9 Jan 2012

Hawking forced to miss 70th birthday celebration

7:57 pm on 9 January 2012

Professor Stephen Hawking has been forced to miss a symposium to mark his 70th birthday because of ill-health.

The world's most famous scientist was given only a few years to live after being diagnosed with motor neurone disease in 1963 at the age of 22.

The University of Cambridge, where the event was being held, says he followed the symposium on cosmology via webcast after being discharged from hospital on Friday.

The BBC reports a recording of Professor Hawking speaking was played to those attending the meeting on Sunday. Through his voice synthesizer, he told the symposium people must keep on exploring space.

"Most recent advances in cosmology have been achieved from space, but we must also continue to go into space for the future of humanity. I don't think we will survive another thousand years without escaping beyond our fragile planet."
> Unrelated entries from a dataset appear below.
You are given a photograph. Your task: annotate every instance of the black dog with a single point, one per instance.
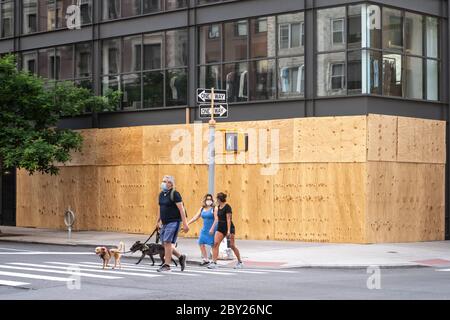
(150, 250)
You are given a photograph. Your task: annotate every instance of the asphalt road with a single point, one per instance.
(46, 272)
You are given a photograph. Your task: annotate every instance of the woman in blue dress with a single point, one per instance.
(206, 212)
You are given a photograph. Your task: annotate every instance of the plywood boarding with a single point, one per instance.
(337, 139)
(421, 141)
(405, 202)
(382, 138)
(320, 203)
(87, 156)
(120, 146)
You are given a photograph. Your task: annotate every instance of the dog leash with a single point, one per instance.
(151, 235)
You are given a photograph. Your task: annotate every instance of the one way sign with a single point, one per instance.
(220, 111)
(204, 96)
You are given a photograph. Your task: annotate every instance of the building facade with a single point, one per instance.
(276, 59)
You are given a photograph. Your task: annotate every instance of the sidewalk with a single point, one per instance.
(264, 254)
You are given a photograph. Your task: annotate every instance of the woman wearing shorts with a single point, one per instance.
(206, 212)
(225, 228)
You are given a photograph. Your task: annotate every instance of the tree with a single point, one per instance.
(30, 109)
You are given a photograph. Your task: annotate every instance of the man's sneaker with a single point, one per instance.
(182, 260)
(164, 268)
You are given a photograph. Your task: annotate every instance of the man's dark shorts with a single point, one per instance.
(169, 232)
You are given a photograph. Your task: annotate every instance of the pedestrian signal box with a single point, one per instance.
(236, 141)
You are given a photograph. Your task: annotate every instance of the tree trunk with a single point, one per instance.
(1, 192)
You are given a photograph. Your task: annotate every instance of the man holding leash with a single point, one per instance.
(171, 214)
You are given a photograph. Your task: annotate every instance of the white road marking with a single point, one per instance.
(92, 268)
(46, 253)
(189, 269)
(33, 276)
(97, 270)
(13, 283)
(127, 269)
(88, 275)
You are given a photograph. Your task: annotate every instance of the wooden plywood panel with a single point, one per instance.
(320, 203)
(337, 139)
(119, 146)
(382, 138)
(421, 141)
(406, 202)
(87, 155)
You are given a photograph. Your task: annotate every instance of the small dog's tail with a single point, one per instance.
(121, 247)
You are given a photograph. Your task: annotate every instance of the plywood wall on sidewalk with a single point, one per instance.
(356, 179)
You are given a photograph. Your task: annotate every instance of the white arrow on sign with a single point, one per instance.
(207, 96)
(219, 110)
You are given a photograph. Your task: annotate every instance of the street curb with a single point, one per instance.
(198, 262)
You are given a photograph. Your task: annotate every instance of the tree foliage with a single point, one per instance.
(30, 110)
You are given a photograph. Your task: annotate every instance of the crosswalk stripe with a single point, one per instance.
(122, 272)
(153, 268)
(33, 276)
(88, 275)
(199, 270)
(12, 283)
(100, 270)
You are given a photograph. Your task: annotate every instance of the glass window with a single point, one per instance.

Professor Hawking recently experienced first-hand what space travel feels like by taking a zero-gravity flight in a specially modified plane.

The BBC reports only 5% of people with the form of MND that he has - a condition called amyotrophic lateral sclerosis (ALS) or Lou Gehrig's disease - survive for more than a decade after diagnosis. Most die within a few years of diagnosis.

The former Lucasian professor of mathematics and theoretical physics at Cambridge, a post he held for 30 years, is widely regarded as one of the most brilliant theoretical physicists since Einstein.

Professor Hawking has 12 honorary degrees, a CBE, and was awarded the US Presidential Medal of Freedom in 2009.

''I'm sure my disability has a bearing on why I'm well known,'' he said.

''People are fascinated by the contrast between my very limited physical powers, and the vast nature of the universe I deal with.

''I'm the archetype of a disabled genius, or should I say a physically challenged genius, to be politically correct. At least I'm obviously physically challenged. Whether I'm a genius is more open to doubt.''

Many experts say Stephen Hawking has defied medical science by reaching the age of 70 with such a debilitating condition.